What computable compression unlocks
Section titled “What computable compression unlocks”Across the domains above, Bindu’s ability to operate on compressed data makes several things economical that aren’t at conventional compute cost:
- Searching long-retention archives. Audit trails, regulatory holds, customer histories. Instead of rehydrating an entire archive to find one record, you query the compressed form directly.
- Editing data in place. Redactions, schema corrections, GDPR deletions. Modify the compressed artifact without a full unpack/repack cycle.
- Cheaper LLM training and retrieval. Training corpora can be filtered and curated in compressed form. Retrieval pipelines can search compressed indexes directly.
- Smaller embedded deployments.

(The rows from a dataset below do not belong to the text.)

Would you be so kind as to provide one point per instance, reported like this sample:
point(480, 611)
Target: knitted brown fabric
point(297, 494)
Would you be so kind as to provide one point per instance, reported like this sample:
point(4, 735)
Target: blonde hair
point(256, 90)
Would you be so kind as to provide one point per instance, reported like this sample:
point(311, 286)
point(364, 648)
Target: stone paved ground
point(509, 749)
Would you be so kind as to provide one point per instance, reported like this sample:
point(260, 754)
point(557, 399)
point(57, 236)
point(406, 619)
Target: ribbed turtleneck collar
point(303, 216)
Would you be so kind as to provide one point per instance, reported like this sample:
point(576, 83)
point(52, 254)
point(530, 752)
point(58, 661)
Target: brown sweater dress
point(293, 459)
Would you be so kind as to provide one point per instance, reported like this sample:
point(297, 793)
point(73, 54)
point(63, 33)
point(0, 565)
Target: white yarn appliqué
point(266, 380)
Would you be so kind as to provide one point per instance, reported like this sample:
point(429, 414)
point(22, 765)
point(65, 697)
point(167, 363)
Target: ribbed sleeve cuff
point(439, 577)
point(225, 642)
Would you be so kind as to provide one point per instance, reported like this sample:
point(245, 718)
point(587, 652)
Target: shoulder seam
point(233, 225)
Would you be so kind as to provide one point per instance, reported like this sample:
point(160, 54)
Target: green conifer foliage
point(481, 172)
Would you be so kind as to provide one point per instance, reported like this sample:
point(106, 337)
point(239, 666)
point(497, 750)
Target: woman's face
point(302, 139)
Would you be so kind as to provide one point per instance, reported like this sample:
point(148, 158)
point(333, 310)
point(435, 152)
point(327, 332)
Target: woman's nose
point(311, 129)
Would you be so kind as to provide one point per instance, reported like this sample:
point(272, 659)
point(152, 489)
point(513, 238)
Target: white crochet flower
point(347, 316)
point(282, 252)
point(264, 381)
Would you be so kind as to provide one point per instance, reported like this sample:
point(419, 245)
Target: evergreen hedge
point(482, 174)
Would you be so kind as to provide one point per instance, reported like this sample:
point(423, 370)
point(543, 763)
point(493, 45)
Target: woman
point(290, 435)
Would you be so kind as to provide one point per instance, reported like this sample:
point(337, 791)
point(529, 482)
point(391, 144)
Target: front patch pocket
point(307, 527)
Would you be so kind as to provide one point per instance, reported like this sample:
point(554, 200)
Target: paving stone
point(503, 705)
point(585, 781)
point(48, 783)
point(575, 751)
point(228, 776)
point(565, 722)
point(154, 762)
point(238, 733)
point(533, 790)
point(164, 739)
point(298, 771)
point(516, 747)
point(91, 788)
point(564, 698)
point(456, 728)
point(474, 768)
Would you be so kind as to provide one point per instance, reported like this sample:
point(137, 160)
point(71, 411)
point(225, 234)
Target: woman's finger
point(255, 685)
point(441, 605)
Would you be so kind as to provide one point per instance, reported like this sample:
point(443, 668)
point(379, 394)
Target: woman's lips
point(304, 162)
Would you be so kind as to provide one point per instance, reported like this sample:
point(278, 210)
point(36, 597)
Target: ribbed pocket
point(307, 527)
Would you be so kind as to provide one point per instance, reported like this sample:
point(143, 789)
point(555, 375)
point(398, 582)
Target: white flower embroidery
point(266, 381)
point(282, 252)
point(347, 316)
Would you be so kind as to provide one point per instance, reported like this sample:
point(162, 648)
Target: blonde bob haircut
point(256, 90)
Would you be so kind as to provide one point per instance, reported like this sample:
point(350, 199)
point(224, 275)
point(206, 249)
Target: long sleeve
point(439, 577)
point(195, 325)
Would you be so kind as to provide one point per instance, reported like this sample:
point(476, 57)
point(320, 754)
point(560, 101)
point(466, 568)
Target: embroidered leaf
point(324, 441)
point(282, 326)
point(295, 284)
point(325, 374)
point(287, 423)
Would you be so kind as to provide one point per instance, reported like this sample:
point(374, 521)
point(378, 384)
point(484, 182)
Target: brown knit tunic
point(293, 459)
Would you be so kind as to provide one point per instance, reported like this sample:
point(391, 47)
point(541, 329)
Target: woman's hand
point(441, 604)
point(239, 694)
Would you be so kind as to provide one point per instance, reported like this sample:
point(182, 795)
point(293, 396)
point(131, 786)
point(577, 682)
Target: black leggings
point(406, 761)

Tuned versions of Bindu strip down to tens of bytes of in-software state — small enough to run on a CubeSat.
Ideal use cases for Bindu
Section titled “Ideal use cases for Bindu”Bindu adds the most value when one or more of these is true:
- You store or transmit data at scale (terabytes and up).
- You query, search, or edit archived data and want those operations to cost less.

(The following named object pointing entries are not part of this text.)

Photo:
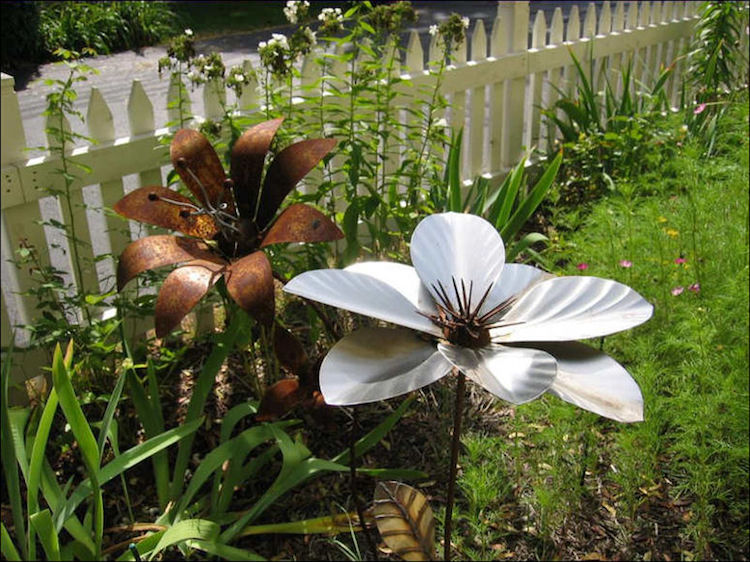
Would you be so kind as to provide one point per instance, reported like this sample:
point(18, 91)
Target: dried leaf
point(168, 209)
point(248, 157)
point(200, 169)
point(290, 165)
point(279, 399)
point(301, 223)
point(182, 290)
point(156, 251)
point(405, 520)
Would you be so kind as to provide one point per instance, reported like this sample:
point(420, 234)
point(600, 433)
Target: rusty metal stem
point(457, 418)
point(353, 485)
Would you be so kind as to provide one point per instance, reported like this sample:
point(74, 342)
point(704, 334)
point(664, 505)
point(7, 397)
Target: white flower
point(480, 315)
point(331, 14)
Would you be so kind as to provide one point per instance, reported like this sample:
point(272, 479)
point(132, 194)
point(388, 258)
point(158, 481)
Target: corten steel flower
point(508, 327)
point(227, 225)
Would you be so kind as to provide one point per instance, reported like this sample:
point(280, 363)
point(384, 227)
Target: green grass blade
point(42, 522)
point(10, 438)
point(125, 461)
point(223, 550)
point(109, 413)
point(532, 201)
point(6, 545)
point(188, 529)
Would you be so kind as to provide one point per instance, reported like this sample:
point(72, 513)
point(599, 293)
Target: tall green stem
point(455, 444)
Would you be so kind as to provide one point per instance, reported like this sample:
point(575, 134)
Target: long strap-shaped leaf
point(405, 520)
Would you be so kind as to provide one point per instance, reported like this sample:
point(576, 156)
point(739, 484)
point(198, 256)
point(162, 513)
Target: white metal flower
point(508, 327)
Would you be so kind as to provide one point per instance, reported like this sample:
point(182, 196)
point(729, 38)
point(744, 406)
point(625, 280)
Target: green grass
point(676, 484)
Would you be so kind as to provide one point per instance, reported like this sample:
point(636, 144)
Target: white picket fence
point(495, 89)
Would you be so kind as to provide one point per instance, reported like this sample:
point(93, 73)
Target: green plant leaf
point(188, 529)
point(6, 545)
point(12, 439)
point(42, 522)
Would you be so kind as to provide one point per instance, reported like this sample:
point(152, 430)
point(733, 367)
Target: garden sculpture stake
point(508, 327)
point(227, 225)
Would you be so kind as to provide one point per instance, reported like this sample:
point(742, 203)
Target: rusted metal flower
point(227, 225)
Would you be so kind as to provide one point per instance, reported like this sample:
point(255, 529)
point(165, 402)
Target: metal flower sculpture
point(500, 324)
point(227, 225)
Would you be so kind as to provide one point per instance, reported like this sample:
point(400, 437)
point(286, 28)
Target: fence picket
point(498, 132)
point(115, 238)
point(476, 117)
point(538, 41)
point(554, 78)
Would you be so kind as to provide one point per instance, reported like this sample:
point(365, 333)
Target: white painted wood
point(555, 78)
point(534, 101)
point(476, 118)
point(515, 18)
point(499, 45)
point(661, 29)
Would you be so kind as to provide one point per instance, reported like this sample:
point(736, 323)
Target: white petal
point(514, 280)
point(460, 247)
point(378, 363)
point(571, 308)
point(594, 381)
point(401, 277)
point(362, 294)
point(514, 374)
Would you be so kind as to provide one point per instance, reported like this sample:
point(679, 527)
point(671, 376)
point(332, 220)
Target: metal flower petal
point(250, 283)
point(290, 165)
point(362, 294)
point(200, 169)
point(457, 252)
point(248, 157)
point(517, 375)
point(181, 291)
point(156, 251)
point(572, 308)
point(166, 208)
point(301, 223)
point(379, 363)
point(594, 381)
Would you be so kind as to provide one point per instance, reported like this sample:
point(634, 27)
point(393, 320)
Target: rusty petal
point(250, 284)
point(156, 251)
point(248, 157)
point(182, 290)
point(290, 165)
point(289, 350)
point(148, 204)
point(278, 399)
point(190, 150)
point(301, 223)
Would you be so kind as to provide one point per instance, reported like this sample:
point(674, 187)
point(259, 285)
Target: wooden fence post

- You have structured or specialized data that conventional codecs don’t handle well.
- You retain data for long periods and want it to keep getting cheaper to use over time.
When not to use Bindu
Section titled “When not to use Bindu”There are some circumstances where Bindu is unlikely to be a strong candidate for achieving improvements in storage, data transfer or compute.

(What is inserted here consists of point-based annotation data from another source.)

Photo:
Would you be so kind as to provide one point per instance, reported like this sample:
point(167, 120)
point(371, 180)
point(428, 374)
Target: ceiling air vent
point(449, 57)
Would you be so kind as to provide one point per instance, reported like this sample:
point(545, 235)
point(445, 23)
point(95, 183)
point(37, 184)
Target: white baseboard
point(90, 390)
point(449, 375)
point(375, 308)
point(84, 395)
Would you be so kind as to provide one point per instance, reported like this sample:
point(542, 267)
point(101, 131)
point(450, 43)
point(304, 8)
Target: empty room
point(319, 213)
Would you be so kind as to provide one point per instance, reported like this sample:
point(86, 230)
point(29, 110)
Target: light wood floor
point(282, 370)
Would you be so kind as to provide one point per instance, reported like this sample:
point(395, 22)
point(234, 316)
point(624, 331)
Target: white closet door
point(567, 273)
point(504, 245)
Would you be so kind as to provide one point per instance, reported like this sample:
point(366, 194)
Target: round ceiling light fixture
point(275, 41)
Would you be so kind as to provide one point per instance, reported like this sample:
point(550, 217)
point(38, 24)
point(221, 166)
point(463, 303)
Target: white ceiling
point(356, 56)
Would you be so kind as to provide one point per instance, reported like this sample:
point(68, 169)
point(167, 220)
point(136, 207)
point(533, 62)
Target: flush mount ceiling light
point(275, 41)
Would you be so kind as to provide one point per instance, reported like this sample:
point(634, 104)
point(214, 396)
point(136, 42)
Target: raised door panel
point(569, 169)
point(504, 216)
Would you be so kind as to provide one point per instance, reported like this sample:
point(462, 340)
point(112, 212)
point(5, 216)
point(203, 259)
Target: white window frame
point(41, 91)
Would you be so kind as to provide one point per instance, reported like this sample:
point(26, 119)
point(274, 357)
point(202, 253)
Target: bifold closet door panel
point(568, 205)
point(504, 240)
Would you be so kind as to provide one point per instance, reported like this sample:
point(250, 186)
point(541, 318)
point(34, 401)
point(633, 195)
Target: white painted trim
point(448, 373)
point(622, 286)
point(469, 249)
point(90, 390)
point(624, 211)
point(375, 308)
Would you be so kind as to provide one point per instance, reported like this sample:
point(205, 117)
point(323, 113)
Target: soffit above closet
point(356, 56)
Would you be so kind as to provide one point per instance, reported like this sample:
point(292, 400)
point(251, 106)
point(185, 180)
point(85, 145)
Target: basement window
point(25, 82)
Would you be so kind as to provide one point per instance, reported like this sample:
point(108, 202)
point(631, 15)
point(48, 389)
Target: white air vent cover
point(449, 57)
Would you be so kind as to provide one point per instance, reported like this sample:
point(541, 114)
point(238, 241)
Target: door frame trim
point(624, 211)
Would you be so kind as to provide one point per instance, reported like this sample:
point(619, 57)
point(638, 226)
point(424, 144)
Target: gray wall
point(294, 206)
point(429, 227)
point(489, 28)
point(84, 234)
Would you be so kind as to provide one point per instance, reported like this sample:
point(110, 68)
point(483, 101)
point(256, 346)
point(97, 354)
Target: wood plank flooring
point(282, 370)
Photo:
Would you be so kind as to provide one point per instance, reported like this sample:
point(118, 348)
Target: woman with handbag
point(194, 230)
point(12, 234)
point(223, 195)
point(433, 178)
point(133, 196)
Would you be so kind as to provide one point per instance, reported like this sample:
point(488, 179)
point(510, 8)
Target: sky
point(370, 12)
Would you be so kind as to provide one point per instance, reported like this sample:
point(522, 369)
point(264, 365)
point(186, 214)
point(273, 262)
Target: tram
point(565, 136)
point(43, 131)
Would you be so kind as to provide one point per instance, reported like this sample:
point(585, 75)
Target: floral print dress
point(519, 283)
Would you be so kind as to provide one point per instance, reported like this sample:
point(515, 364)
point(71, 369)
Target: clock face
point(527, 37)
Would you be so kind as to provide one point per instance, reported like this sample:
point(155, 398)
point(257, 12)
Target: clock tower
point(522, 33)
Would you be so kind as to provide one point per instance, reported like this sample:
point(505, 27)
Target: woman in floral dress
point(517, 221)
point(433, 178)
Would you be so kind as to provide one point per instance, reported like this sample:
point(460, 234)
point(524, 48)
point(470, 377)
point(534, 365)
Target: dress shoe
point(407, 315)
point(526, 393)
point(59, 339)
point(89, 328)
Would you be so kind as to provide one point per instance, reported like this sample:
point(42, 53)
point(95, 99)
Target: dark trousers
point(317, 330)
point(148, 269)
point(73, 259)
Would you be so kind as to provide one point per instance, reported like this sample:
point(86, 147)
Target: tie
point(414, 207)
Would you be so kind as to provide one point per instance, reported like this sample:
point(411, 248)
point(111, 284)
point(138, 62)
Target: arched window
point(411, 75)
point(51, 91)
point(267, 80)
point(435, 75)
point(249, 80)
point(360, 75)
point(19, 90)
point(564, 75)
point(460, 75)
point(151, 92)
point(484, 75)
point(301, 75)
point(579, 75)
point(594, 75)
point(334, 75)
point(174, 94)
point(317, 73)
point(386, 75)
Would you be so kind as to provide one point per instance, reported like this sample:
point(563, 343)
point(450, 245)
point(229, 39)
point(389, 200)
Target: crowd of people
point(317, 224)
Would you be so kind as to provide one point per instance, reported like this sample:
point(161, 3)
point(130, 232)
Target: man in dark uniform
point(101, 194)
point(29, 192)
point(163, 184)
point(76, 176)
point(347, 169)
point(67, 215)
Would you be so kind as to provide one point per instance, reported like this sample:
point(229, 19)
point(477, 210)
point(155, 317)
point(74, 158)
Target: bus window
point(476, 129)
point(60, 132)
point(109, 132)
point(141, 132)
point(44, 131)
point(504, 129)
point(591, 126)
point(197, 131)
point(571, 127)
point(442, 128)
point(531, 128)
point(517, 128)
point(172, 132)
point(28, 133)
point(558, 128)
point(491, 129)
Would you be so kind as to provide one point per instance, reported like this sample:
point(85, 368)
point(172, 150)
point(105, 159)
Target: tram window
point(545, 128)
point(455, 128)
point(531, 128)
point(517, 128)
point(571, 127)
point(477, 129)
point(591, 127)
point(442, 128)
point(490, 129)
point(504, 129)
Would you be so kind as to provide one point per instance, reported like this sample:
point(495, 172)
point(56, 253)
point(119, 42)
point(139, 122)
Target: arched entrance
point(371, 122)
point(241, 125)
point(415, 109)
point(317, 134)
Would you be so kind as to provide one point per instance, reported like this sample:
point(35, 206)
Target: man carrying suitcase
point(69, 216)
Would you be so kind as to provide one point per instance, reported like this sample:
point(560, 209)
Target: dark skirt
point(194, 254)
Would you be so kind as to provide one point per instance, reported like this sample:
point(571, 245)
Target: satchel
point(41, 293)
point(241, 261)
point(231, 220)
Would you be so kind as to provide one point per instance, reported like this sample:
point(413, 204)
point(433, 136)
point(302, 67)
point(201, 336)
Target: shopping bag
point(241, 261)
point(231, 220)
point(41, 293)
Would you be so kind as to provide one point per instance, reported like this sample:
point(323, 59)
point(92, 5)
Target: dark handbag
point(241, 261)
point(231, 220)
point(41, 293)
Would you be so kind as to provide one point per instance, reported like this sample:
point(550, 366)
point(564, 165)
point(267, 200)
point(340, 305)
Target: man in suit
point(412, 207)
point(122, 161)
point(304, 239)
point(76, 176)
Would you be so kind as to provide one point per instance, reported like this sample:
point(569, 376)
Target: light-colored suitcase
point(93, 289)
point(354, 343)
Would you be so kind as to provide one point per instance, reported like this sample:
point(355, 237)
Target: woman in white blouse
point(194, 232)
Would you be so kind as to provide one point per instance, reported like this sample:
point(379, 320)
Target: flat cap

- Already-compressed media — video (H.264/265), audio (MP3/AAC/Opus), images (JPEG/WebP), or archive formats (
.zip,.tar.gz). Nothing meaningful is left to compress, and Bindu’s per-file overhead becomes a small tax rather than a saving. - Random or encrypted data — by definition there is no exploitable structure, so no compressor will help.
- Workloads needing universal decoder support — HTTP responses to third parties or files headed to unknown clients. Use gzip, brotli, or zstd, all of which are decodable everywhere.
- Sub-millisecond decode latency — CDN hot paths and real-time streams need raw decoded bytes as fast as possible. zstd decodes roughly 200× faster than Bindu today, so this is the wrong fit.
- Memory-constrained embedded targets — Bindu’s encoder can peak at ~20 GB RSS on the largest test corpora, so CubeSat-scale deployments need a tuned-down build with most pipelines stripped.
- Compress-once, read-once, sequential reads — Bindu’s structural advantages (search, random access, in-place edit) don’t pay off if you’ll never use them. A byte compressor is simpler and sufficient.
- Length-changing in-place edits — the fast edit paths require
len(old) == len(new). Variable-length edits fall back to a full decompress / recompress, which has no advantage over the conventional pipeline.
The full decision checklist (including the soft cases — general-purpose mixed corpora, x86 binaries, and so on) and a TL;DR decision tree both live at When not to use Bindu.
Tuning to a new domain
Section titled “Tuning to a new domain”Bindu can be tuned to a specific workload to achieve higher levels of performance than the out-of-the-box defaults. See Tuning Bindu for the available levers and how to apply them.